Monday, Feb. 15, 1999
Good News At a Price
By MICHAEL D. LEMONICK
Nobody is saying the scientists who presented their findings at the big retrovirus conference in Chicago last week had anything but the noblest of intentions. Their target was HIV, the AIDS virus, and their focus was on its smallest victims: babies born to infected mothers. Doctors knew that months of intravenous drug treatment during pregnancy can keep HIV from passing from mother to child, but the $1,000-a-day regimen is out of the question in Third World countries, where basic medical care and even clean drinking water are hard to come by. So the researchers launched a study to see whether babies could be protected with shorter-term therapy telescoped into the weeks before, during and after delivery.
From the start, the research was dogged by controversy. As in many scientific studies, some of the women and babies--from Uganda, South Africa and Tanzania--received real medications while others got sugar pills. Normally such double-blind tests are considered unethical if an effective therapy exists.
Indeed, the research was roundly criticized in 1997 by Dr. Marcia Angell, executive editor of the New England Journal of Medicine, who compared it to the infamous Tuskegee experiment in which African-American men with syphilis were left untreated, even though penicillin was available during the study, just to see what would happen.
Scientists from the U.N. AIDS Program, which organized the experiment, argue that the situations are hardly comparable. Yes, an anti-HIV treatment was available, but at a cost that would have kept the study from being carried out at all. Unlike the Tuskegee victims, moreover, the African women were told about the nature of the research, in some cases by African health officials who had helped design it.

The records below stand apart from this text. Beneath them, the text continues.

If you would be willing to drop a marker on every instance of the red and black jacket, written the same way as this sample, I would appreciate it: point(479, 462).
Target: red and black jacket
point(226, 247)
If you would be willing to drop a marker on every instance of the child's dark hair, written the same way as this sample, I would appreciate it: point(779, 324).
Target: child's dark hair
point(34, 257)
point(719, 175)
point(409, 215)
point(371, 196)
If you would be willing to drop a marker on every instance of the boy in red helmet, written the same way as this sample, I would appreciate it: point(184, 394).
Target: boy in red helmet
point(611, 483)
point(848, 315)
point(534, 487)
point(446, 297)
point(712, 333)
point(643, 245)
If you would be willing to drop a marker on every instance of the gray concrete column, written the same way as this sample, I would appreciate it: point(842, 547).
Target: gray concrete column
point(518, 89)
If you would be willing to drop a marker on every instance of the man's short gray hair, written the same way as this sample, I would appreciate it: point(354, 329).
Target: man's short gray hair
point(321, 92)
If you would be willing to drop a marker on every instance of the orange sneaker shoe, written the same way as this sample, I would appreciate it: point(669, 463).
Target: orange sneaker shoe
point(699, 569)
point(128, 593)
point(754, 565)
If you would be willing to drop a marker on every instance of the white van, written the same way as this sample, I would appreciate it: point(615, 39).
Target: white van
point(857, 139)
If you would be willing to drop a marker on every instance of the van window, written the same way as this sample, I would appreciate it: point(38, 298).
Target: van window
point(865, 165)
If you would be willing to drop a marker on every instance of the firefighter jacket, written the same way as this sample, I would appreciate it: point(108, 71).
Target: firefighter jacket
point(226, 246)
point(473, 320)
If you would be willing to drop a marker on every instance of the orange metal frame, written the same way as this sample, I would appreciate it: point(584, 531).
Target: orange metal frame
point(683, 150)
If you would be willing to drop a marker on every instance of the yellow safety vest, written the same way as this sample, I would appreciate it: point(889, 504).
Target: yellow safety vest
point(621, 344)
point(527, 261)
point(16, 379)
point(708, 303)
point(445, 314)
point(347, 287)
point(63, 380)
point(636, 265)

And, as the scientists reported last week, the results seemed to justify the risk: although it isn't as good as full-bore treatment, a shorter regimen of two pills a day significantly cuts down on transmission. But even as the news was presented, two new issues arose to complicate matters. The first was an observation that if you cure babies without curing their mothers, you will create a generation of orphans. The alternative, however, is letting the babies die.
The second problem: in a French study of the same drugs, two infants died from a rare neurological disease. It is by no means clear that the drugs--AZT and 3TC--are the cause, but the possibility has researchers poring over their data. Even if it proves to be true, though, the benefit in AIDS prevention probably outweighs the harm. On balance, the fact that a treatment the poor can afford may save their babies' lives seems like something to celebrate.